FINRA Podcast: Quarterly Disciplinary Review - July 2013
FINRA released a podcast discussing examples of misconduct by registered representatives. A written summary is provided.
Failure to Notify Firm of Outside Brokerage Accounts and to Notify Outside Firms of Association with a FINRA Member Firm
FINRA's National Adjudicatory Council ("NAC") found that a registered representative had failed to tell his FINRA-registered firm about brokerage accounts that he held at two other firms. Additionally, he failed to tell those two firms that he was associated with a FINRA firm. While he was a registered FINRA representative, he held nine brokerage accounts, some in his name and others in his wife and children's names. He only disclosed partnerships with five accounts to his member firm. NAC found that the representative misled firms when asked if he was associated with a broker-dealer, and also misrepresented his occupation. Additionally, the registered representative submitted certificates of compliance with claims that he had disclosed all outside accounts when he had not. The NAC found that his conduct violated the transactions for or by associated persons and ethical standards rules. He was fined $25,000 and suspended in all capacities for two years.
Failure to Provide Prior Written Notice of Outside Brokerage Accounts
A registered representative failed to give his member firm prior written notice of outside brokerage accounts. He had nine accounts at different firms, some personal, others, trust accounts for relatives, including one inherited IRA account. The representative opened or inherited these accounts before joining the member firm, and one account was a joint account opened with a relative when he joined the firm. The member verbally told the firm of all the accounts, yet failed to provide written notice and details of locations of the accounts until nearly four years later. FINRA concluded his conduct violated the transactions by or for associated persons and ethical standards rules. The representative was censured and fined $10,000.
Improperly Disseminating Violative Advertising and Sales Literature
FINRA settled a matter involving a registered representative who publicly distributed YouTube videos, seminar invitations, and letters about bonus incentives that violated FINRA rules. During a two-year period, the representative failed to get the necessary principal approval before distributing communications. The communications made oversimplified claims that omitted material details or failed to provide a sound basis for evaluating the facts, and contained exaggerated, unwarranted, or misleading statements. Additionally, the representative favorably presented equity index annuities without disclosing their risks and limitations. Furthermore, the representative presented customer testimonials in videos without making the required disclosures, and failed to file with FINRA advertising that discussed registered investment companies within 10 business days of the advertising's first use or publication. FINRA found that the representative violated the ethical standards in communication with the public rules, resulting in a 20-business-day suspension and a $10,000 fine.

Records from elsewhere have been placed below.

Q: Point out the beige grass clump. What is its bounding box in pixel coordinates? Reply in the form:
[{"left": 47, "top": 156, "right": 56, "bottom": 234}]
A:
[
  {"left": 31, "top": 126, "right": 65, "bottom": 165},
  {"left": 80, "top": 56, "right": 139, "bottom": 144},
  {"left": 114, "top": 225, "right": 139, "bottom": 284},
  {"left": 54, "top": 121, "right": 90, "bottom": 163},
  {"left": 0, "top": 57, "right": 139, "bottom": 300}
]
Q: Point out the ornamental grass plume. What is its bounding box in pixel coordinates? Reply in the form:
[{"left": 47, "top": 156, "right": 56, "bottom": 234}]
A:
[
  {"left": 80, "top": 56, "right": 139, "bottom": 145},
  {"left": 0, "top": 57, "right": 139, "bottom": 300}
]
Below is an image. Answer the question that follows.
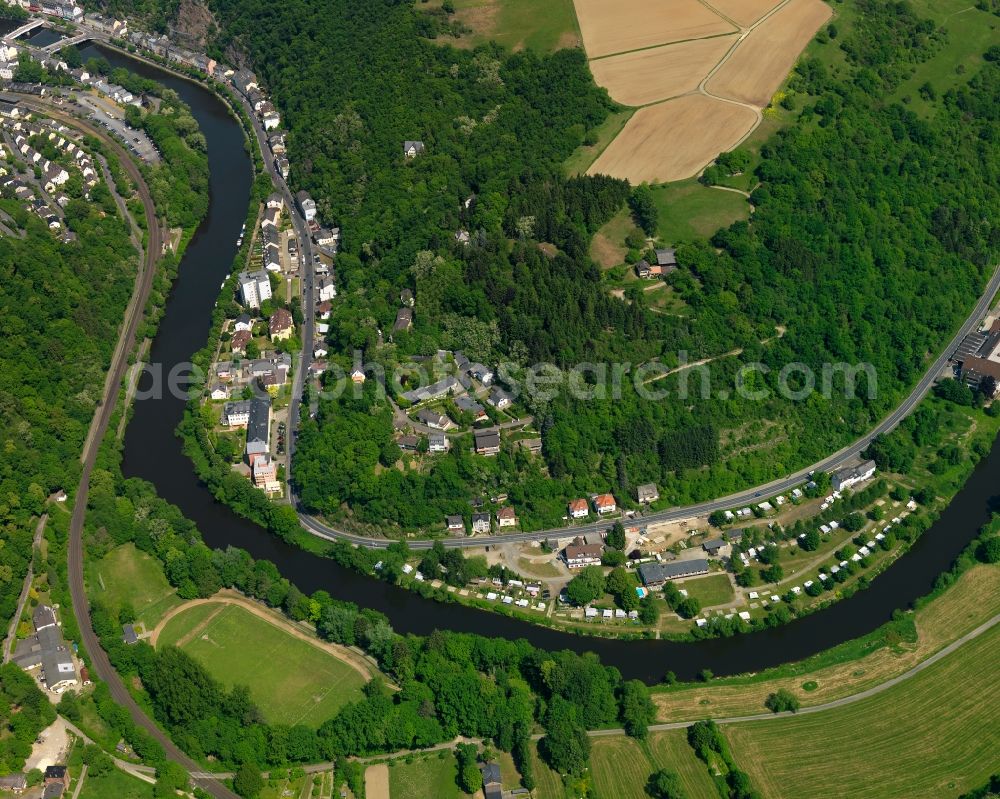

Arbitration Award Avoidance
FINRA settled a case involving a registered representative who engaged in unethical conduct related to an arbitration award against him. In April 2012, an arbitration panel issued an award against him in favor of three claimants for more than $550,000. After this, the claimants moved to affirm the award in state court. FINRA rules require that registered representatives to pay arbitration awards within 30 days unless a motion to vacate is filed. In the event that awards are not paid in 30 days, FINRA can suspend the representative's license until the award is paid in full. In this case, the registered representative filed for a motion to vacate, and maintained that it would take several weeks to obtain a transcription of the necessary tape records of the arbitration proceedings. However, FINRA found that the representative never requested the tape recordings and was using court extensions to avoid paying the award without being suspended. In total, the representative used court extensions to avoid being suspended for over six months. FINRA found that the representative violated the ethical standards rule and suspended him in all capacity for 30 days. FINRA did not impose a fine due to the representative filing a Chapter 7 bankruptcy petition.
Impersonating Insurance Policy Holders to Gain Confidential Information
The NAC issued a decision regarding a registered representative who orchestrated four telephone calls with associates who impersonated customers to gain confidential information from their insurance companies. The representative reviewed customers' existing life insurance policies to determine if another one would better serve their needs. He found that some customers held insurance policies issued by an insurance company associated with his firm, but others uses other companies. He recruited two junior sales associates to impersonate the customers on phone calls with the insurance carriers to gain confidential information about the customers and their insurance policies. The NAC found that the representative's conduct violated the ethical standards rule, resulting in an eighteen-month suspension in all capacities, and a $20,000 fine.